По мнению Б. А. Успенского, исследовавшего эти выражения в сравнительно-историческом плане (Успенский, 1994. Т. 2. С. 53–128), на самом глубинном, исходном, уровне они соотносятся с мифом о священном браке Неба и Земли, результатом которого является оплодотворение Земли. Связь матерной брани с идеей оплодотворения ясно проявляется в ритуальном свадебном и аграрном сквернословии, а также в ассоциации ее с громовым ударом. На этом уровне она не только не имела кощунственного смысла, но была магической формулой, священным заклинанием (аналогичные формулы существуют и в буддизме). На следующем уровне субъектом действия становится Пес как противник Громовержца и демоническое начало. Матерные выражения приобретают теперь кощунственный характер, выражая идею осквернения земли Псом, причем ответственность за это падает на голову собеседника. На третьем, еще более поверхностном смысловом уровне объектом подразумеваемого действия становится женщина, тогда как субъектом его остается пес.
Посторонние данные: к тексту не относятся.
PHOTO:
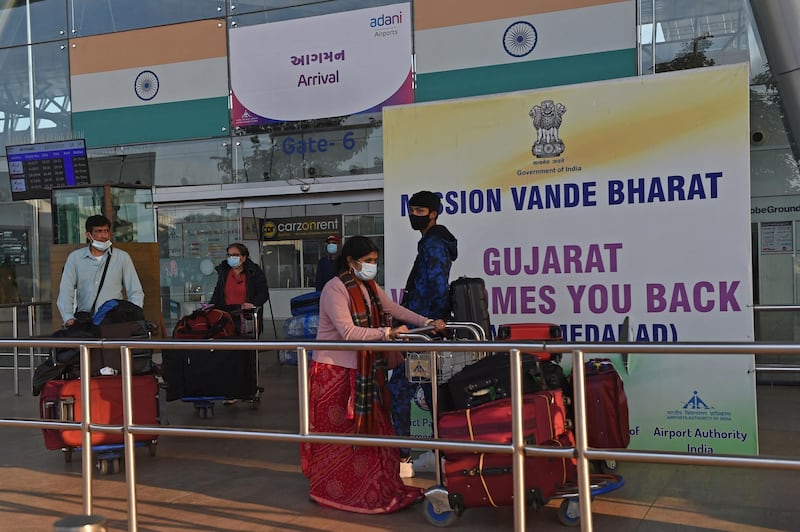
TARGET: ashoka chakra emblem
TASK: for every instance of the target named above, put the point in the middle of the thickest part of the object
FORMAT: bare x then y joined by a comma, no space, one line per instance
146,85
520,39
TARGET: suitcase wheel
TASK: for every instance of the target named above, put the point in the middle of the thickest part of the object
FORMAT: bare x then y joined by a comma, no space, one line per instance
108,464
569,513
437,515
605,466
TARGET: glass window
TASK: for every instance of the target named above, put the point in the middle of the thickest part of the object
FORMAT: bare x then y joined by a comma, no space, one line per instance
90,17
260,11
197,162
132,217
680,35
51,94
14,113
282,264
71,207
24,261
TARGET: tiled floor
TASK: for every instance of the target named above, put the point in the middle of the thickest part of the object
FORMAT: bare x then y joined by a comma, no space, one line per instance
213,484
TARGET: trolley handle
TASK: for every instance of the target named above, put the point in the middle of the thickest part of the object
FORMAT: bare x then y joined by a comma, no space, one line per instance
473,328
414,335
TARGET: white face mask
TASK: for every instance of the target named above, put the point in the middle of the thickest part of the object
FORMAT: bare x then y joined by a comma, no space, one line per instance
101,246
367,272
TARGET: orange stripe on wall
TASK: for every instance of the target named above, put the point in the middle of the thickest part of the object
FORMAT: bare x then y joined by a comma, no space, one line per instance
430,14
151,46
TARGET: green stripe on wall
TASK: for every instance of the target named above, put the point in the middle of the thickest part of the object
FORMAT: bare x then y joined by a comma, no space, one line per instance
153,123
524,76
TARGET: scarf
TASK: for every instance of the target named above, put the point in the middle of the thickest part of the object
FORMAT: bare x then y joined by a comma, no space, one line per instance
371,393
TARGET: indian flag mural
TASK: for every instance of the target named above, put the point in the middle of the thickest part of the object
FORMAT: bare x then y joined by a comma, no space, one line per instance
476,47
154,84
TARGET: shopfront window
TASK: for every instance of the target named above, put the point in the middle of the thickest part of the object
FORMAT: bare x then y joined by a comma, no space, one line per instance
192,241
173,164
311,150
89,17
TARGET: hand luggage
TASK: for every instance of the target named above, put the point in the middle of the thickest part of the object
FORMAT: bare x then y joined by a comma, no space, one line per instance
607,424
305,304
511,332
487,479
205,323
543,418
489,379
468,303
141,359
61,400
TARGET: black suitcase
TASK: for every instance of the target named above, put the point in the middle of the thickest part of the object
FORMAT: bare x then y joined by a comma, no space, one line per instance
468,303
490,378
305,304
200,373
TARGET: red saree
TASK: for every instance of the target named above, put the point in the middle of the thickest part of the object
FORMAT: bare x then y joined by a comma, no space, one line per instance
356,479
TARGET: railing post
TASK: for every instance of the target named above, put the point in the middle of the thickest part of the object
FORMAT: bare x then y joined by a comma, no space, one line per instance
15,330
517,441
31,321
302,387
581,441
128,439
86,435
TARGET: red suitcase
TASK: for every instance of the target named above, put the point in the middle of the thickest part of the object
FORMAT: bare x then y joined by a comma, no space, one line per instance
531,331
61,400
543,418
607,424
487,479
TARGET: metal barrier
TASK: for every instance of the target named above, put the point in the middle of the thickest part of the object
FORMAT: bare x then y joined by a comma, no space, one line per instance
517,448
31,307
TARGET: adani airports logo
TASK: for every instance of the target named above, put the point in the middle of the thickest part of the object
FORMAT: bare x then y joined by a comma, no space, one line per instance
386,24
547,117
520,38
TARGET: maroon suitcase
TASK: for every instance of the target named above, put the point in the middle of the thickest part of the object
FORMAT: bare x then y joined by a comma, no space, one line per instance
474,480
531,331
61,400
543,418
607,424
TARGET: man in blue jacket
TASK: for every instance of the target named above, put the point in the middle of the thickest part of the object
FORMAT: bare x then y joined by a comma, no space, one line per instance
428,293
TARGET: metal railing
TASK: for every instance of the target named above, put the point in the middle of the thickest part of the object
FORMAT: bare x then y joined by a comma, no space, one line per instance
518,449
15,333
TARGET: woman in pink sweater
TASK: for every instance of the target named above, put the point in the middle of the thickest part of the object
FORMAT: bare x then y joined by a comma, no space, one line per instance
348,390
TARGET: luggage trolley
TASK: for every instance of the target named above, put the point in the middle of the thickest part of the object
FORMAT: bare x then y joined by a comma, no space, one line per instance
440,507
231,381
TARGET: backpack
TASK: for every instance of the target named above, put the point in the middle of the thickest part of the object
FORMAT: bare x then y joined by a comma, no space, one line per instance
117,311
205,323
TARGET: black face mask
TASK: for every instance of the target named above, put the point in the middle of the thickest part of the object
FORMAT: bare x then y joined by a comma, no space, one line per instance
418,223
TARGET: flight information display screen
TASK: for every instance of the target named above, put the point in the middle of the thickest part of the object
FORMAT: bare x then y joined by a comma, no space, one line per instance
36,169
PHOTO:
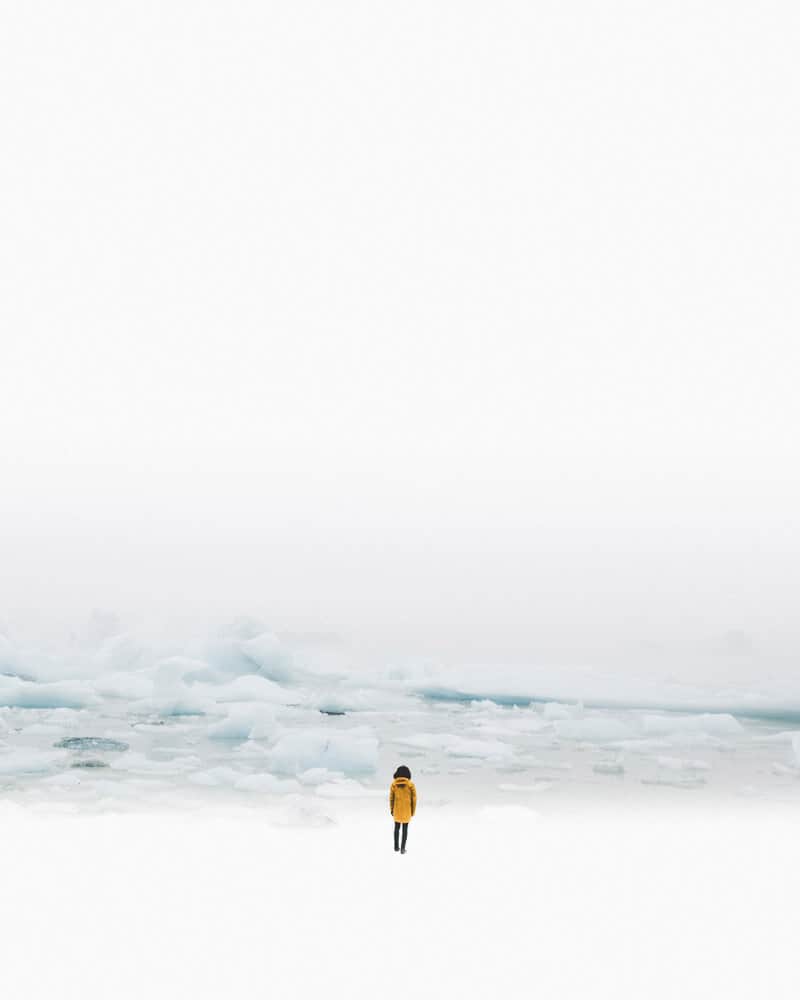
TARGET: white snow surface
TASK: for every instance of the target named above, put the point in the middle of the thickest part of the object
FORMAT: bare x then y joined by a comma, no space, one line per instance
239,715
498,902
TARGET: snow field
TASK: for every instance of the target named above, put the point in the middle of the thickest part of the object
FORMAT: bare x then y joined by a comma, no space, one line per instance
492,902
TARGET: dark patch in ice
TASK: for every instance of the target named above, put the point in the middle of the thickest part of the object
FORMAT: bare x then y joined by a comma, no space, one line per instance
90,743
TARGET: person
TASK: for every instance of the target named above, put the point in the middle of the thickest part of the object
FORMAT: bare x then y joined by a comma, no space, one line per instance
402,804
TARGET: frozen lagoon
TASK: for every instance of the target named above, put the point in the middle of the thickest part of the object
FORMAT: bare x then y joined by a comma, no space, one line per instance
242,720
214,821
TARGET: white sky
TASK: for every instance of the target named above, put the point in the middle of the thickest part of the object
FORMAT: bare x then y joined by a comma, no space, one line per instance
476,322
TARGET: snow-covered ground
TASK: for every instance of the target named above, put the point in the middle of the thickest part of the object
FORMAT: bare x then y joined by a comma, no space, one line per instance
489,901
210,818
241,718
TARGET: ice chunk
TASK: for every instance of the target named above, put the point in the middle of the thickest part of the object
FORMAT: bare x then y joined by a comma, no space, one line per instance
99,743
58,694
30,761
459,746
215,776
266,783
678,764
347,789
609,767
714,724
244,722
318,776
539,786
593,730
678,781
352,751
252,687
126,686
267,653
554,711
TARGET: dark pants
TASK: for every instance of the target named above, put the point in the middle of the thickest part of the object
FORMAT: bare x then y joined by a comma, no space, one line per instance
397,834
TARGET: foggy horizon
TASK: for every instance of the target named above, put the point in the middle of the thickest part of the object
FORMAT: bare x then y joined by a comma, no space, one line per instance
495,354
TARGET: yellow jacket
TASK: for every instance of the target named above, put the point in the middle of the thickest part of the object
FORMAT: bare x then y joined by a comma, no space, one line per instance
402,800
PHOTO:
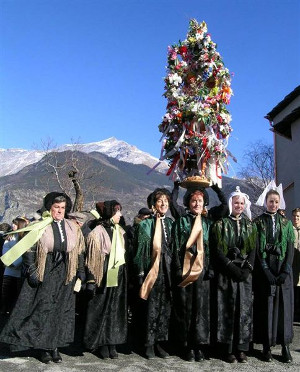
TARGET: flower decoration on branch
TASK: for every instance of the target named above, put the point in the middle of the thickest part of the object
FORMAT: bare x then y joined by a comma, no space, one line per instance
196,125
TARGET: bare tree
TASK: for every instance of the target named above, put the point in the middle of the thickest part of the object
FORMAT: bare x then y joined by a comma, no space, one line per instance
258,170
70,171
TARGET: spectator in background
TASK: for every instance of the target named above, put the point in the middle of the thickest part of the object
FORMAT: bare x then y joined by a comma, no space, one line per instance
296,263
12,281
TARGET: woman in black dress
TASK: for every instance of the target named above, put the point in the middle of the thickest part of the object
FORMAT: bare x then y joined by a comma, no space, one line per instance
273,290
44,315
106,319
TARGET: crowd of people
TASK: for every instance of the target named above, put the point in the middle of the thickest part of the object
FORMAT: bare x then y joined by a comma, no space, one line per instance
180,280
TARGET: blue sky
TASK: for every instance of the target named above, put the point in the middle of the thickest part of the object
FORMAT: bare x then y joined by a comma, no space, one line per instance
86,70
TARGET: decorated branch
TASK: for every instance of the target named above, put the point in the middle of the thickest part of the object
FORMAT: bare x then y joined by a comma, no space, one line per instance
196,125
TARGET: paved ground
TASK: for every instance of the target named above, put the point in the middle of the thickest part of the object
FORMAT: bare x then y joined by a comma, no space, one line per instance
76,359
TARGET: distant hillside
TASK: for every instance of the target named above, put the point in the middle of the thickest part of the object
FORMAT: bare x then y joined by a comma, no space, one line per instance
14,160
105,178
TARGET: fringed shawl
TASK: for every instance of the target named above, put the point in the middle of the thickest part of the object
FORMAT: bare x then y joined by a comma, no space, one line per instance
98,245
225,237
75,246
144,241
182,230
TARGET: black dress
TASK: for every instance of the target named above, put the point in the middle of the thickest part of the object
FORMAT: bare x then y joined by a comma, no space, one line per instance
106,320
44,317
152,316
190,321
273,304
233,246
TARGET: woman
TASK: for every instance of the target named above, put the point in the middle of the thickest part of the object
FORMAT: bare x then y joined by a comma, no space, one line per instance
106,320
233,244
191,310
12,281
273,295
44,315
213,213
296,263
152,265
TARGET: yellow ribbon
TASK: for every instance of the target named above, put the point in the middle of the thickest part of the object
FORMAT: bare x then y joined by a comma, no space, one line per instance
116,258
193,264
35,231
156,252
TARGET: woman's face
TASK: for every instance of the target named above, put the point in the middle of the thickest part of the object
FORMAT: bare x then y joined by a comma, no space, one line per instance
296,219
58,210
116,217
238,205
272,203
196,203
162,205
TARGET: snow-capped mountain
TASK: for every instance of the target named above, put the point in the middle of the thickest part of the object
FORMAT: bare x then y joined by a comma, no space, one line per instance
13,160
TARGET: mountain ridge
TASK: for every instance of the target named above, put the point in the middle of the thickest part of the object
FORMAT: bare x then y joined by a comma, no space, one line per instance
14,159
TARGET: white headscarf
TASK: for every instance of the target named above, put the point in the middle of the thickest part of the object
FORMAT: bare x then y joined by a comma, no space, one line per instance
261,201
238,192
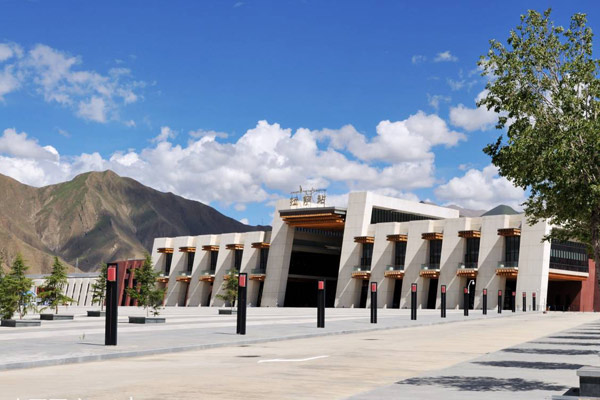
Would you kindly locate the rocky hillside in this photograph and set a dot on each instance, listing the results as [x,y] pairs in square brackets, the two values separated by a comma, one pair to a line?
[97,217]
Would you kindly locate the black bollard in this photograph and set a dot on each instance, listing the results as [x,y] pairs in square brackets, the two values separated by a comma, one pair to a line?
[514,302]
[413,302]
[443,301]
[499,301]
[466,302]
[321,304]
[241,317]
[484,301]
[373,302]
[112,306]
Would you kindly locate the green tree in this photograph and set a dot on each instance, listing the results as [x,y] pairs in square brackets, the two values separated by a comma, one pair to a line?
[99,287]
[15,291]
[544,85]
[146,293]
[230,288]
[52,290]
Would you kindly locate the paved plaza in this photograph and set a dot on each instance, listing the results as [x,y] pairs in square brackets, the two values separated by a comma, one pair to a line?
[284,355]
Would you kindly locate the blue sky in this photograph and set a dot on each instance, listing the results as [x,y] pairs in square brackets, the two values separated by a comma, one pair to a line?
[236,103]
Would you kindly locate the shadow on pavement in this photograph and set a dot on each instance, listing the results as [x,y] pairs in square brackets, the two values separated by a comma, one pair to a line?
[529,364]
[483,383]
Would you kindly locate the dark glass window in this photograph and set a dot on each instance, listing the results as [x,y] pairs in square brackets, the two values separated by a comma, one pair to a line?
[367,255]
[213,260]
[472,253]
[399,253]
[191,256]
[168,259]
[237,259]
[380,215]
[571,256]
[435,251]
[511,250]
[264,256]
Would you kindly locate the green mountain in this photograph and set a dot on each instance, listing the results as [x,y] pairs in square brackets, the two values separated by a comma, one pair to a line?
[95,218]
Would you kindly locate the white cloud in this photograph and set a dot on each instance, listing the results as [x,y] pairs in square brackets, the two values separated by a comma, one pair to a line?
[418,59]
[58,78]
[480,189]
[265,162]
[445,56]
[473,119]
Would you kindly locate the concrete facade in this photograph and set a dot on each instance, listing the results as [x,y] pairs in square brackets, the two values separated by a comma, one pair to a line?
[302,231]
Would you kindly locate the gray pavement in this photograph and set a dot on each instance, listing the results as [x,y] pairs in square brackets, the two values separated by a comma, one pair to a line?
[536,369]
[82,339]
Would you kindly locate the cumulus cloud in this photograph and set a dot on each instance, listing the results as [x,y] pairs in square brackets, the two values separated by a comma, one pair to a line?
[266,162]
[58,78]
[472,119]
[481,189]
[445,56]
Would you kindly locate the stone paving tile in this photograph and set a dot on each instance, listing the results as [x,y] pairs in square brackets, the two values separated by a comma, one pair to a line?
[537,369]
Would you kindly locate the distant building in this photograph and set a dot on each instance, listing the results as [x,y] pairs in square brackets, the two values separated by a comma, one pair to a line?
[391,241]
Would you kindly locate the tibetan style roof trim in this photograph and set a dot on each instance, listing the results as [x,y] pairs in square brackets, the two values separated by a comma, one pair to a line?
[399,237]
[261,245]
[188,249]
[210,247]
[364,239]
[433,236]
[469,234]
[509,232]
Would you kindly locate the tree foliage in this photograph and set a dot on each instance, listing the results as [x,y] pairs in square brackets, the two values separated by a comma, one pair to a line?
[544,85]
[230,288]
[146,293]
[15,291]
[99,287]
[52,292]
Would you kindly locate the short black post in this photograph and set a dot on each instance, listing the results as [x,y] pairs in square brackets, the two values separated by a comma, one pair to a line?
[373,302]
[321,304]
[443,301]
[413,302]
[112,304]
[499,301]
[514,302]
[242,290]
[484,301]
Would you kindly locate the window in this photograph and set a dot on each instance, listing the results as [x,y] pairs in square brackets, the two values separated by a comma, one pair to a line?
[435,251]
[380,215]
[367,255]
[571,256]
[399,253]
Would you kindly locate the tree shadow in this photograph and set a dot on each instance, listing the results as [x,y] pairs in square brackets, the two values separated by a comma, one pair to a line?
[565,352]
[483,383]
[529,364]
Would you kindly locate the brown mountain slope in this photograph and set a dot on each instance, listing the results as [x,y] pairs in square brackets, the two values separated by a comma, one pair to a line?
[97,217]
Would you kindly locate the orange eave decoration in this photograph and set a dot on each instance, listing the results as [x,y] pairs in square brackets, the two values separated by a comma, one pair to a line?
[188,249]
[261,245]
[364,239]
[509,232]
[399,237]
[469,234]
[433,236]
[210,247]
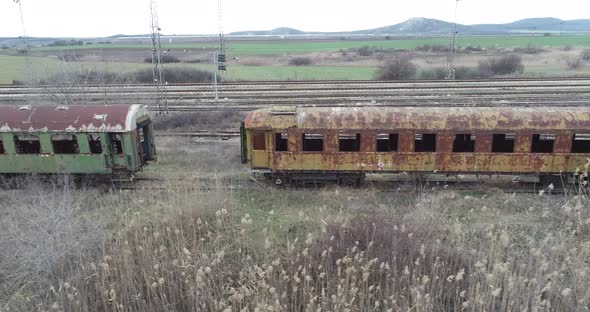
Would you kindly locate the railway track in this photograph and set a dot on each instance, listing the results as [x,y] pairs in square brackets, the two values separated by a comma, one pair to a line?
[208,184]
[251,95]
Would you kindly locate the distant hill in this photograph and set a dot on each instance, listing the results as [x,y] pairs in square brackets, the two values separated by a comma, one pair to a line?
[428,26]
[281,31]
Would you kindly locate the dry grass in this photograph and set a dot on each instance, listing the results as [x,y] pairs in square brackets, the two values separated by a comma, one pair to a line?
[228,247]
[294,250]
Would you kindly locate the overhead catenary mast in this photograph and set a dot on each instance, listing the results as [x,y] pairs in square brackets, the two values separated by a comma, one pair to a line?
[451,56]
[157,68]
[27,50]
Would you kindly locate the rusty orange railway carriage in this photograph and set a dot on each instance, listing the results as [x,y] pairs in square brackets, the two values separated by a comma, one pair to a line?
[342,143]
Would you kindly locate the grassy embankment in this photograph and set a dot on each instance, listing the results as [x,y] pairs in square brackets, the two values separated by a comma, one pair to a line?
[197,246]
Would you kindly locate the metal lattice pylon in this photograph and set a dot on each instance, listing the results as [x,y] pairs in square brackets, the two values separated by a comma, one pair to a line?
[157,69]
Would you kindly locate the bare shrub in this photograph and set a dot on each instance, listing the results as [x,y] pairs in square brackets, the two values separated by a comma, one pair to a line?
[173,75]
[434,73]
[200,120]
[165,58]
[398,68]
[365,51]
[45,227]
[300,61]
[85,77]
[70,57]
[529,49]
[504,65]
[461,72]
[573,63]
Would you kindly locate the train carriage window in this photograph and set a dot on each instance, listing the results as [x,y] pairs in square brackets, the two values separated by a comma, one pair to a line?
[581,143]
[387,142]
[464,143]
[349,142]
[64,144]
[281,142]
[95,144]
[258,141]
[503,143]
[117,143]
[542,143]
[313,142]
[425,142]
[27,144]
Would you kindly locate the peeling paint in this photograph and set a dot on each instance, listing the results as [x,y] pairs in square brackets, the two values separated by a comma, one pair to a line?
[76,118]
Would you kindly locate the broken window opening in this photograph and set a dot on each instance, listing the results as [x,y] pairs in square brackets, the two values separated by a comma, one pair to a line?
[117,143]
[425,142]
[387,142]
[503,143]
[543,143]
[464,143]
[64,144]
[140,131]
[27,144]
[281,142]
[258,141]
[313,142]
[95,144]
[349,142]
[581,143]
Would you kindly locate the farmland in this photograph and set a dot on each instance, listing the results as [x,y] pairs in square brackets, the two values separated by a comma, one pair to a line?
[332,59]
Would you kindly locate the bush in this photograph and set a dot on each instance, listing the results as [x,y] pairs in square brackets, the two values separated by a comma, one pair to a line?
[300,61]
[200,120]
[461,72]
[504,65]
[70,57]
[166,58]
[173,75]
[573,63]
[434,73]
[529,49]
[365,51]
[432,48]
[398,68]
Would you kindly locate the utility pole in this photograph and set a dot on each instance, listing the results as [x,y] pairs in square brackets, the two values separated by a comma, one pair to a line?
[451,57]
[157,68]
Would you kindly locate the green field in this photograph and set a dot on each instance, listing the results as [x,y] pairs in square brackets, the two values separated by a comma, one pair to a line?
[16,68]
[282,47]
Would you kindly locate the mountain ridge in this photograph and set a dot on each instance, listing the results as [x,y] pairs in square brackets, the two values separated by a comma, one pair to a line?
[429,26]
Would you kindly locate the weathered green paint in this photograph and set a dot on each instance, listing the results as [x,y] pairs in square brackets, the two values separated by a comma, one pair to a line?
[81,163]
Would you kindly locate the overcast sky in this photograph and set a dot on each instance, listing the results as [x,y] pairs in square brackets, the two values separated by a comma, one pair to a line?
[87,18]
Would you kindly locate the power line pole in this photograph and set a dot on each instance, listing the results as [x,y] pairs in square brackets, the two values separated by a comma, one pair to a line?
[451,57]
[157,68]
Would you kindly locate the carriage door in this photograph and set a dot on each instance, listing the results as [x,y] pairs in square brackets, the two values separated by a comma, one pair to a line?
[260,154]
[146,144]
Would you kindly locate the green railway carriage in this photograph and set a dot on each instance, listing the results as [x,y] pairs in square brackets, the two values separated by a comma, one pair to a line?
[79,139]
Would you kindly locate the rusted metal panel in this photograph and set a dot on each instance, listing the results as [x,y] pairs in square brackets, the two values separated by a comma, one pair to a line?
[406,141]
[368,142]
[483,142]
[77,118]
[563,142]
[421,118]
[427,162]
[522,143]
[444,142]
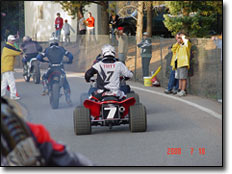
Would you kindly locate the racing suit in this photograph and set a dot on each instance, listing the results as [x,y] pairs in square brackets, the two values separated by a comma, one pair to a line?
[108,72]
[55,55]
[30,49]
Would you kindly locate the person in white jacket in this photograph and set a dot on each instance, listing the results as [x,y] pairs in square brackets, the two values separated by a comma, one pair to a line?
[66,29]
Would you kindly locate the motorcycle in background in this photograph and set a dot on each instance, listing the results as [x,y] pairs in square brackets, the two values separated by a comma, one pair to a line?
[32,69]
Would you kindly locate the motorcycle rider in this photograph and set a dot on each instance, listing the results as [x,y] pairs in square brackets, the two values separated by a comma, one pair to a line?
[108,71]
[55,55]
[30,49]
[28,144]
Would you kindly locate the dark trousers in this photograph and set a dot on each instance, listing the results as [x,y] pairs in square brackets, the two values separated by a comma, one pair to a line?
[173,82]
[145,66]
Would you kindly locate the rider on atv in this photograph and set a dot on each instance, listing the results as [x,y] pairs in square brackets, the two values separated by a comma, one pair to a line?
[55,55]
[30,49]
[108,70]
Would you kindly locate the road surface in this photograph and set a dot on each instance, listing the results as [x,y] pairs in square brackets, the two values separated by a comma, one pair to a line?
[171,125]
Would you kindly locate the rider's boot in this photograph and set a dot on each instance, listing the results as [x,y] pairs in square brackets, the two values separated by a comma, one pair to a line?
[45,88]
[67,97]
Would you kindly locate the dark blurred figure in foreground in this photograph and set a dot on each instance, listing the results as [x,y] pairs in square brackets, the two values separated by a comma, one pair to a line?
[28,144]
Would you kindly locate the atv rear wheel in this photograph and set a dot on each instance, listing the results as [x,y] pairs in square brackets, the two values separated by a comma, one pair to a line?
[138,118]
[82,122]
[83,97]
[55,96]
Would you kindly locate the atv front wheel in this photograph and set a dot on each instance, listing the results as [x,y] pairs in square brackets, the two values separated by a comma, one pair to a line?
[82,122]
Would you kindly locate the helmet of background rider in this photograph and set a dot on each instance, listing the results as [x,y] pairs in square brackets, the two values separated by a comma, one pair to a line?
[26,39]
[53,41]
[108,51]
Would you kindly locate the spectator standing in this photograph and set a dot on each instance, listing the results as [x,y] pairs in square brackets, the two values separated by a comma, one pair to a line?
[183,62]
[66,29]
[90,22]
[9,52]
[82,28]
[58,25]
[122,44]
[173,83]
[146,53]
[114,20]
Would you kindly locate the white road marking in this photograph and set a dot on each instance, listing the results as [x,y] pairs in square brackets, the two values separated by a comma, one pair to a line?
[209,111]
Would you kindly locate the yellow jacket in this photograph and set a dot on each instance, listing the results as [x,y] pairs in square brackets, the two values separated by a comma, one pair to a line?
[9,52]
[174,50]
[183,54]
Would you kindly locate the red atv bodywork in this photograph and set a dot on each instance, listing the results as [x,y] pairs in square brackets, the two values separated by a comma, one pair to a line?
[95,107]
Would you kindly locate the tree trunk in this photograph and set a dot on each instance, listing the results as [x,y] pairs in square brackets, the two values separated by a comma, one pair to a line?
[139,30]
[149,18]
[77,29]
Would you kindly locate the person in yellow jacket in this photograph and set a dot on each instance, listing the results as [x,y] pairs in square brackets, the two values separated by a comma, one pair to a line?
[173,83]
[182,63]
[9,52]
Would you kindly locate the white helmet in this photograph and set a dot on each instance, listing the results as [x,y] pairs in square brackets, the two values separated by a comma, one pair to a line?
[54,41]
[108,50]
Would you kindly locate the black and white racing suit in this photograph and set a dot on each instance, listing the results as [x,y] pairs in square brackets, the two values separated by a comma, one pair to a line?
[108,72]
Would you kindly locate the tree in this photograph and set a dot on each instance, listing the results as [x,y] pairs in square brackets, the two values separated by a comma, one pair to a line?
[196,18]
[149,17]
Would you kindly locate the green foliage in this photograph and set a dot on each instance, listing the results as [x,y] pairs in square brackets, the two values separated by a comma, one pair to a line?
[196,18]
[73,7]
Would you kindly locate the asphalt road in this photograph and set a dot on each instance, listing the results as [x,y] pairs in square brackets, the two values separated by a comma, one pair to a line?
[171,124]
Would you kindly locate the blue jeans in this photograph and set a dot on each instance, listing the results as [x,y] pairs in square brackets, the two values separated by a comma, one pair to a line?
[172,81]
[58,32]
[145,66]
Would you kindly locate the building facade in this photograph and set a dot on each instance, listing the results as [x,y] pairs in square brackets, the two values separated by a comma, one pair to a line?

Матерная брань переадресуется непосредственно к матери собеседника и становится его прямым оскорблением, ассоциируясь с выражениями типа «сукин сын». Наконец, на самом поверхностном, светском уровне субъектом действия становится сам говорящий, а его объектом – мать собеседника. Брань становится указанием на распутство, сомнительное происхождение и т. д.

Весьма сложной представляется связь русского мата с гендерными отношениями. Мат – типично мужской язык, употребляемый в закрытых исключительно мужских сообществах, выражающий агрессию и легитимирующий иерархические отношения власти, господства и подчинения (Михайлин, 2000). Вместе с тем матерные словосочетания нередко выражают не столько мужскую агрессию, сколько чувство неполноценности, испытываемое мужчиной, который считает, что с ним обращаются как с женщиной.

«Русский ощущает неприятность от мира, как то, что его гребут, как бабу. Это в известном присловье: “Жизнь Бекова: нас (гр)ебут, а нам – некого”».

Здесь тип бисексуальности самочувствия в русском космосе: в бабу меня превратили – выгребли меня и выгребают, а вот мужчиной стать никак не удается.

Что русский мужчина ощущает себя в большей части женщиной, очевидно из нецензурного слова.

Русский мужик в брани употребляет чаще всего – и в обращении к мужику же: ты, “блядь”, и ты “… а”, или “п-о-рванец”, где тоже главная идея “п…”. Словом “б”, как прослойкой, пересыпано чуть ли не каждое слово речи, добавляя к нему эротически женский оттенок. Реже в ругательствах употребляется мужской корень “х… ” (ты – “х… моржовый” – реже и есть похвала даже). Зато часто: ты, “загребаный в рот” (т. е. претерпевший, как женщина, акт над собой) или – «я тебя в рот гребу», или «я тебя гребал». Или “от-гр-ебись”, “гребись ты в доску”и т. д. – это мольбы женщины оставить ее.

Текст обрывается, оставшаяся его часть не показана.